Politique

Modification du code électoral : L’opposition gabonaise rattrapée par son passé

Libreville, Jeudi 20 Juillet 2023 (Infos Gabon) – Elle ne se reconnait plus dans le mémorandum adressé le 22 mai 2022 au gouvernement sous la forme d’un plaidoyer en vue d’une réforme du système électoral national.

Mauvaise foi, simple oubli ou alors volonté délibérée de nuire ? Serait-on tenté de se poser cette question à la lumière des revendications et autres accusations portées par l’opposition gabonaise au Centre gabonais des élections (CGE). Le 14 juillet 2023, un groupe d’opposants constitués d’Alexandre Barro Chambrier, de Raymond Ndong Sima, François Obiang, Mike Joctane, Paulette Missamba et de plusieurs autres grandes figures avait pris d’assaut les locaux de la Cour constitutionnelle à l’effet de dénoncer la modification de certaines dispositions de l’article 77 de la loi 07/96 du 12 mars 1996, portant dispositions communes à toutes les élections politiques en République gabonaise. Cette loi avait été entérinée par le gouvernement au cours du Conseil des ministres du 12 juillet dernier.

Sauf que les contestataires semblent avoir au la mémoire courte en oubliant qu’ils ont adressé au gouvernement un mémorandum le 22 mai 2022 intitulé : « Plaidoyer des partis politiques de l’Opposition pour une réforme du système électoral national ». En page 6 de ce document, l’opposition réclame au niveau des bulletins de vote, la « suppression des enveloppes accolées ; l’introduction du bulletin unique en format A3 et inscription alphabétique ; le bulletin unique remis à chaque électeur doit être authentifié, et, au bas, par les deux vice-présidents. » Elle réclamait également d’« améliorer le cadre électoral gabonais et prévenir les risques de contestation et les violences qui les accompagnent ». Des propositions auxquelles le gouvernement a accédé.

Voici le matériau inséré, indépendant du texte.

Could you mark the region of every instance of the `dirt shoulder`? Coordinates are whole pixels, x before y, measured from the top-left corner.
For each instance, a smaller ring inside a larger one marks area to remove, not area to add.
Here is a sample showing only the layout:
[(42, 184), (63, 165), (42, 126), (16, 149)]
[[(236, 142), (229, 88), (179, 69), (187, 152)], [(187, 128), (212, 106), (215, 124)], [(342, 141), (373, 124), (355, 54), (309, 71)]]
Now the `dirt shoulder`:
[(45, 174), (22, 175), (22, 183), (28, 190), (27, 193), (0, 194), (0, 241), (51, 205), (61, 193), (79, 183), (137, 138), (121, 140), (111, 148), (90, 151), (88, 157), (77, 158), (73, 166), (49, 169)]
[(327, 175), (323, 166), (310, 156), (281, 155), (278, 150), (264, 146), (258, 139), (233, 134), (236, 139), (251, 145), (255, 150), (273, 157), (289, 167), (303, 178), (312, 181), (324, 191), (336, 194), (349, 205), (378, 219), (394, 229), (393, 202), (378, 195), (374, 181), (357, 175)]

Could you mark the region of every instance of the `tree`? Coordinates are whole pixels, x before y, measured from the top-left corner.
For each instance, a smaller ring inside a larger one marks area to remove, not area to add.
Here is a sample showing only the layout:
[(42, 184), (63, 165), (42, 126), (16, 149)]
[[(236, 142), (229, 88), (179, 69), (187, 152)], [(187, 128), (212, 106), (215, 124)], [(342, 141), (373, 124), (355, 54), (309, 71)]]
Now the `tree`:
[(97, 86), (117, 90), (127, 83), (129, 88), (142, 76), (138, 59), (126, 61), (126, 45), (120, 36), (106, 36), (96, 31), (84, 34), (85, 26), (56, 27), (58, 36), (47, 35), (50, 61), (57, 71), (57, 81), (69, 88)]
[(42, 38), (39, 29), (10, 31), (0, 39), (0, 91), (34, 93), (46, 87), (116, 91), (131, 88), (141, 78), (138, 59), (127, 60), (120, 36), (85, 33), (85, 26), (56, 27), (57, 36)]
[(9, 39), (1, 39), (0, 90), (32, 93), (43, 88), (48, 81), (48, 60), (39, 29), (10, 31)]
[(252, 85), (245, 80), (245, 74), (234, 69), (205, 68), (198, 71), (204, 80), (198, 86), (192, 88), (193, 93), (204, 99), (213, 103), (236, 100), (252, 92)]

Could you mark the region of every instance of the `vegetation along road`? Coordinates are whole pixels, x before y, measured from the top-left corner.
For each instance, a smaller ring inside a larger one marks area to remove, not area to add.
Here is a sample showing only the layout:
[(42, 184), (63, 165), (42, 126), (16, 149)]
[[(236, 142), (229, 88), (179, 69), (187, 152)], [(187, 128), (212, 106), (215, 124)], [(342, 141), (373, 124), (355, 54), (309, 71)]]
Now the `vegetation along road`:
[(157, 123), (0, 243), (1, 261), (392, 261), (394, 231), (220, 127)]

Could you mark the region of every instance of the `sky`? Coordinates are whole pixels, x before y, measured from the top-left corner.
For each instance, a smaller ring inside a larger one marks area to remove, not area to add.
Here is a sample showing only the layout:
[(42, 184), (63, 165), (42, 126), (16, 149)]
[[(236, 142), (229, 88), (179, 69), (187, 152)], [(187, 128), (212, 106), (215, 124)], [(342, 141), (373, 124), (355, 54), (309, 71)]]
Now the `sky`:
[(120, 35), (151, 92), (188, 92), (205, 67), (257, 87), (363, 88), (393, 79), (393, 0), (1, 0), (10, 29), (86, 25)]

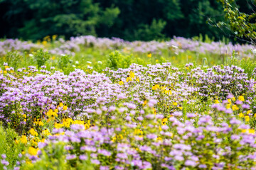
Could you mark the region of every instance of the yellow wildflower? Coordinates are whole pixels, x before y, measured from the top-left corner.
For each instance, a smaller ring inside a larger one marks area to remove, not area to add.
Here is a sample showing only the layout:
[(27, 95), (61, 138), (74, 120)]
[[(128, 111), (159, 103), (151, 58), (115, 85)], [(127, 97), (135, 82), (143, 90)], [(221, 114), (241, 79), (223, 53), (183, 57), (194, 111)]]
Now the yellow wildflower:
[(215, 100), (214, 103), (215, 104), (220, 103), (220, 101), (218, 100)]
[(161, 122), (161, 124), (162, 124), (163, 125), (166, 125), (167, 122), (168, 122), (168, 119), (167, 119), (166, 118), (163, 118), (162, 122)]
[(30, 154), (31, 155), (36, 155), (38, 151), (39, 150), (39, 149), (36, 149), (33, 147), (30, 147), (28, 148), (28, 154)]
[(29, 132), (31, 134), (31, 135), (33, 136), (38, 136), (38, 133), (33, 129), (33, 128), (31, 128), (30, 130), (29, 130)]
[(156, 84), (152, 86), (152, 90), (156, 90), (158, 89), (160, 89), (160, 86), (158, 84)]
[(90, 125), (89, 125), (87, 123), (85, 123), (85, 124), (84, 125), (84, 126), (85, 126), (85, 130), (90, 128)]
[(226, 106), (226, 108), (227, 108), (227, 109), (230, 108), (230, 105), (231, 105), (231, 104), (227, 104), (227, 106)]
[(232, 106), (232, 110), (239, 110), (239, 108), (238, 107), (238, 106), (233, 105), (233, 106)]
[(134, 79), (135, 77), (135, 74), (133, 72), (129, 72), (129, 76), (131, 76), (132, 79)]
[(120, 79), (120, 81), (119, 81), (119, 85), (120, 85), (120, 86), (124, 85), (124, 81), (122, 81), (121, 79)]
[(249, 121), (250, 121), (250, 117), (249, 117), (249, 115), (245, 115), (245, 120), (246, 122), (249, 122)]
[(245, 115), (243, 115), (242, 113), (239, 113), (238, 116), (239, 116), (240, 118), (242, 118), (243, 117), (245, 117)]
[(128, 75), (127, 78), (127, 82), (129, 82), (129, 81), (132, 81), (132, 78)]
[(43, 123), (42, 121), (39, 121), (38, 122), (38, 125), (39, 126), (43, 126)]
[(67, 109), (68, 109), (68, 106), (63, 106), (63, 110), (67, 110)]
[(46, 137), (47, 137), (47, 136), (48, 136), (48, 135), (50, 135), (50, 133), (49, 130), (48, 130), (48, 129), (46, 128), (44, 130), (43, 130), (42, 135), (44, 135), (44, 136), (46, 136)]

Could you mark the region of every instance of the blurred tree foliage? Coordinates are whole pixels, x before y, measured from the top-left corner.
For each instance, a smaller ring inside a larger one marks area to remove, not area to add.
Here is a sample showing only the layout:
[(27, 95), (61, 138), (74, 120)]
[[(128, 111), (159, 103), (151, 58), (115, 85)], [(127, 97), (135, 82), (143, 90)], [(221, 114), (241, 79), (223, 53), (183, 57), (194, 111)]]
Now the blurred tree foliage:
[(223, 33), (206, 21), (224, 22), (225, 16), (216, 0), (0, 0), (0, 37), (36, 40), (94, 35), (151, 40), (201, 33), (218, 40)]

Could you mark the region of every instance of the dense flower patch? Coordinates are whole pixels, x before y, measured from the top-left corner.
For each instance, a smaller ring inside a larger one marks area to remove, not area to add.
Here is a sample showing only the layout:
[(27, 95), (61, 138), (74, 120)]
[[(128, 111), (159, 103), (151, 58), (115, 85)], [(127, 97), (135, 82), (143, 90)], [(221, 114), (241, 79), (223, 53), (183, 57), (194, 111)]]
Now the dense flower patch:
[(17, 154), (3, 154), (1, 167), (256, 168), (255, 81), (237, 66), (65, 75), (5, 64), (0, 81), (0, 120), (18, 135), (9, 137)]

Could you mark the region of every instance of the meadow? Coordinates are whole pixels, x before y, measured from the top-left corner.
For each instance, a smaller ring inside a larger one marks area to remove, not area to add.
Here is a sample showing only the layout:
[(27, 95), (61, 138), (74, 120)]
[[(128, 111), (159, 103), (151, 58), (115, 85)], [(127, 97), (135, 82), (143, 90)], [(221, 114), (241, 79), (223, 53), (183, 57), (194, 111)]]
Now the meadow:
[(256, 169), (254, 46), (0, 41), (1, 169)]

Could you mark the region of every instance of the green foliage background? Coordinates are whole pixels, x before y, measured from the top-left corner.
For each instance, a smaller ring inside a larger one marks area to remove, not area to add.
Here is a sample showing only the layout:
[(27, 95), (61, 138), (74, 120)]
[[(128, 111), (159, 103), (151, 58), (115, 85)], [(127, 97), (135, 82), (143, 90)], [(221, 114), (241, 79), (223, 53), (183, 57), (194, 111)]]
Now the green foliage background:
[[(250, 13), (253, 4), (235, 1)], [(225, 21), (216, 0), (0, 0), (0, 38), (36, 40), (46, 35), (162, 40), (199, 33), (215, 40), (221, 30), (206, 23)], [(228, 35), (228, 34), (227, 34)]]

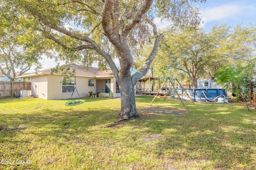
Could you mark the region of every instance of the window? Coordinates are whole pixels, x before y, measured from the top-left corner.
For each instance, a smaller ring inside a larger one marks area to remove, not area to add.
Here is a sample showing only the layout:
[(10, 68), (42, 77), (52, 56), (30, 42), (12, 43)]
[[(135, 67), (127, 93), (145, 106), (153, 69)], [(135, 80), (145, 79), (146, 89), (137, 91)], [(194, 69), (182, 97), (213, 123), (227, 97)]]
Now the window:
[(94, 86), (94, 79), (88, 79), (88, 87)]
[(66, 79), (62, 77), (62, 93), (72, 93), (75, 88), (75, 79), (74, 78), (69, 78)]
[(208, 82), (204, 82), (204, 86), (208, 86)]

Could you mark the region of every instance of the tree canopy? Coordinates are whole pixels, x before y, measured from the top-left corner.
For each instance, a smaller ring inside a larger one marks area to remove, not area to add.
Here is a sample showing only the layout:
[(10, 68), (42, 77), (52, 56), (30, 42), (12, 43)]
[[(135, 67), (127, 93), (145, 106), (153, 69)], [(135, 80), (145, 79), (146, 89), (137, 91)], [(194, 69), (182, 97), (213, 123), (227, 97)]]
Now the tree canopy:
[[(138, 115), (134, 86), (148, 70), (163, 37), (154, 23), (154, 18), (158, 16), (173, 25), (196, 25), (200, 21), (198, 10), (191, 4), (205, 1), (2, 0), (1, 6), (17, 11), (28, 26), (55, 42), (58, 58), (70, 61), (75, 52), (85, 65), (97, 61), (101, 67), (109, 67), (120, 86), (122, 119)], [(67, 27), (68, 23), (73, 28)], [(154, 42), (152, 49), (131, 76), (138, 44), (150, 39)], [(119, 59), (120, 70), (115, 58)]]

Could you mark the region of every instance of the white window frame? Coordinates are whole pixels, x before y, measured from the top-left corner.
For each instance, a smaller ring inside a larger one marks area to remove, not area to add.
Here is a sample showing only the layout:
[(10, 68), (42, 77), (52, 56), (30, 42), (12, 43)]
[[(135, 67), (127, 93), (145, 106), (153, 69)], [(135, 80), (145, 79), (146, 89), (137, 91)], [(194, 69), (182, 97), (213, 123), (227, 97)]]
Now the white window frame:
[[(62, 77), (62, 81), (63, 80), (64, 78), (64, 77)], [(68, 85), (68, 84), (63, 84), (63, 83), (62, 82), (61, 83), (61, 92), (62, 93), (72, 93), (73, 92), (73, 90), (74, 90), (74, 88), (75, 88), (75, 78), (70, 78), (71, 80), (74, 82), (74, 84), (72, 85)], [(72, 86), (73, 87), (72, 91), (72, 92), (63, 92), (63, 86)], [(74, 92), (74, 93), (75, 92)]]
[[(93, 83), (92, 83), (91, 82), (90, 82), (90, 80), (93, 80)], [(89, 86), (89, 84), (93, 84), (93, 86)], [(95, 79), (92, 79), (91, 78), (89, 78), (88, 79), (88, 87), (94, 87), (95, 85)]]

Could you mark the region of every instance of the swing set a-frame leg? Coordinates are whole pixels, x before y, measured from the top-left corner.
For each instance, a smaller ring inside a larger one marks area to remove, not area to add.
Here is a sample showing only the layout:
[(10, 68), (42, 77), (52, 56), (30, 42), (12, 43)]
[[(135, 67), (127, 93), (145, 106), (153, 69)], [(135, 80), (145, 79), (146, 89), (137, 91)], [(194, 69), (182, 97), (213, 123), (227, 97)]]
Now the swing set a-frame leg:
[(160, 92), (160, 91), (161, 90), (161, 89), (162, 89), (162, 88), (163, 87), (164, 87), (164, 86), (165, 85), (165, 84), (167, 82), (167, 79), (166, 79), (166, 80), (165, 81), (164, 83), (164, 84), (163, 84), (163, 85), (161, 87), (161, 88), (160, 88), (160, 89), (159, 89), (159, 90), (158, 90), (158, 91), (157, 92), (157, 93), (156, 94), (156, 95), (155, 96), (155, 97), (154, 98), (154, 99), (153, 99), (153, 100), (152, 100), (152, 102), (151, 102), (151, 103), (150, 103), (150, 104), (149, 105), (149, 106), (151, 106), (151, 105), (154, 102), (154, 101), (155, 100), (155, 99), (156, 99), (156, 98), (157, 97), (157, 96), (158, 95), (158, 94), (159, 94), (159, 93)]

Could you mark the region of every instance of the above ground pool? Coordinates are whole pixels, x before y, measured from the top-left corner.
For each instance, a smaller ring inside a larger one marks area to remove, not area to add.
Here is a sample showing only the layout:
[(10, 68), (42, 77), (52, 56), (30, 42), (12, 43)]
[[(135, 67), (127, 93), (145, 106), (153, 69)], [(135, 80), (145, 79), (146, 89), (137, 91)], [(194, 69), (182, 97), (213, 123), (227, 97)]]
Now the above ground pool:
[[(176, 89), (179, 94), (186, 94), (182, 89)], [(185, 90), (194, 102), (219, 102), (221, 98), (226, 100), (227, 94), (225, 89), (185, 88)], [(173, 89), (171, 90), (171, 94), (175, 94)], [(190, 101), (186, 96), (180, 96), (182, 100)], [(178, 96), (176, 96), (177, 97)], [(218, 100), (218, 99), (219, 99)], [(223, 100), (221, 100), (222, 101)]]

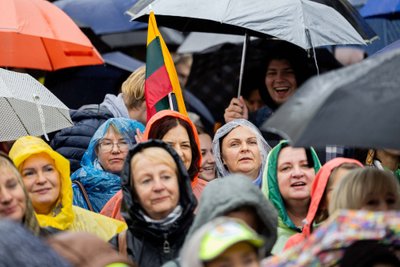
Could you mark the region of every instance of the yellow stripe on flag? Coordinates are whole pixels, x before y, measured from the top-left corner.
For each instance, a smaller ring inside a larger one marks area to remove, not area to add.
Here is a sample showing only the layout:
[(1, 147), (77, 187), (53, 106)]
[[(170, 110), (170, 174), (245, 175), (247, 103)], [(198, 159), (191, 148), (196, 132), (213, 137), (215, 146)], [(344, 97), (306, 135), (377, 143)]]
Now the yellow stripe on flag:
[(157, 27), (156, 17), (154, 12), (151, 11), (149, 15), (148, 33), (147, 33), (147, 45), (153, 41), (156, 37), (159, 37), (161, 43), (161, 50), (164, 57), (165, 68), (167, 69), (169, 80), (172, 85), (172, 92), (175, 94), (176, 102), (178, 104), (179, 112), (188, 115), (186, 111), (185, 102), (183, 100), (181, 86), (179, 84), (178, 74), (176, 73), (174, 61), (172, 60), (171, 54), (169, 53), (168, 47), (162, 38), (160, 31)]

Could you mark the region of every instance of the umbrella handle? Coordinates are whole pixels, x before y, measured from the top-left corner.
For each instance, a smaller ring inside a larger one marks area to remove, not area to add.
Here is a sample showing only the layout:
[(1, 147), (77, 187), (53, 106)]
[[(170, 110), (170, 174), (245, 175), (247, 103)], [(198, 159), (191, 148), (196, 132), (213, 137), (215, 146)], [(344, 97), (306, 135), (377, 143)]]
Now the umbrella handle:
[(35, 101), (36, 107), (38, 109), (39, 112), (39, 118), (40, 118), (40, 124), (42, 125), (42, 131), (43, 131), (43, 135), (44, 138), (46, 138), (46, 141), (50, 141), (49, 137), (47, 136), (46, 133), (46, 121), (44, 119), (44, 113), (43, 113), (43, 109), (42, 106), (39, 103), (40, 97), (36, 94), (33, 94), (33, 101)]
[(237, 95), (238, 98), (242, 94), (244, 63), (246, 61), (246, 50), (247, 50), (248, 42), (249, 42), (249, 35), (247, 34), (247, 32), (245, 32), (244, 33), (244, 42), (243, 42), (243, 51), (242, 51), (242, 61), (240, 62), (239, 86), (238, 86), (238, 95)]

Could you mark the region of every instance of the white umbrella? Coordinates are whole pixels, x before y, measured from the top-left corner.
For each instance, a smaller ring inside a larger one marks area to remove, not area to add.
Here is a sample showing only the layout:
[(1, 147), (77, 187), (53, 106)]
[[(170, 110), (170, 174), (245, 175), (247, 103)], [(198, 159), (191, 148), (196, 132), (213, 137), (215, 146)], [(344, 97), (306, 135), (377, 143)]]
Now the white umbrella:
[(40, 136), (73, 125), (69, 109), (28, 74), (0, 68), (0, 141)]
[(244, 35), (238, 95), (248, 35), (278, 38), (304, 49), (369, 41), (337, 10), (308, 0), (140, 0), (127, 13), (146, 22), (150, 11), (159, 25), (180, 31)]

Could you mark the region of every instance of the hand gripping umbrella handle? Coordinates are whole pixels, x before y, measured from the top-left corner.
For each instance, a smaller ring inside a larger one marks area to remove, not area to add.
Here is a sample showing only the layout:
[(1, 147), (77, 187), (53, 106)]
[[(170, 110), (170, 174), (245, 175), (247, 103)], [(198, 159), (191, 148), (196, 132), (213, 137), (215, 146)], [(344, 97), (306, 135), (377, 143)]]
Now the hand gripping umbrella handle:
[(50, 139), (46, 133), (46, 123), (45, 123), (45, 119), (44, 119), (44, 113), (43, 113), (42, 106), (39, 103), (39, 100), (40, 100), (40, 97), (36, 94), (33, 94), (33, 101), (35, 101), (36, 107), (39, 112), (40, 124), (42, 125), (44, 138), (46, 138), (47, 141), (50, 141)]
[(242, 94), (242, 82), (243, 82), (243, 72), (244, 72), (244, 63), (246, 61), (246, 50), (247, 43), (249, 42), (249, 35), (247, 32), (244, 34), (244, 42), (243, 42), (243, 50), (242, 50), (242, 61), (240, 62), (240, 73), (239, 73), (239, 87), (238, 87), (238, 98)]

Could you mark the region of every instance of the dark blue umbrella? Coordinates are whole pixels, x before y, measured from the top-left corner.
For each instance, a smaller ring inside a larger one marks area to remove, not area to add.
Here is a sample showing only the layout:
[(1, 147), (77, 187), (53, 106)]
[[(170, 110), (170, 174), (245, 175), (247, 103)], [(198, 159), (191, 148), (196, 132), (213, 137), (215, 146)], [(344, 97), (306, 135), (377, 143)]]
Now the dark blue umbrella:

La réplique du Centre gabonais des élections

Accusé de préparer le terrain au candidat de la Majorité au pouvoir, Ali Bongo Ondimba, pour une victoire éclatante le 26 août prochain, le Centre gabonais des élections (CGE) a donné sa version des faits. Au cours d’une conférence de presse donnée le 17 juillet dernier à Libreville, son président, Michel Stéphane Bonda, a tenu à édifier davantage l’opinion sur les modifications apportées à la loi électorale. Selon lui, « l’utilisation de l’enveloppe accolée, déjà complexe, génère trop de votes nuls et rallonge l’acte de vote et le temps du dépouillement ».

Et que « la partie poubelle de ladite enveloppe réservée aux bulletins des candidats que l’on n’a pas choisis « est étroite et ne peut contenir plus de 10 bulletins de vote ». « Pour l’organisation des élections générales d’août 2023, le Centre gabonais des élections a suggéré l’utilisation d’une enveloppe électorale ordinaire, avec pour seule ouverture, la partie vote, le reste des bulletins de vote non choisis sera placé dans le carton poubelle prévu dans l’isoloir », a poursuivi Michel Stéphane Bonda.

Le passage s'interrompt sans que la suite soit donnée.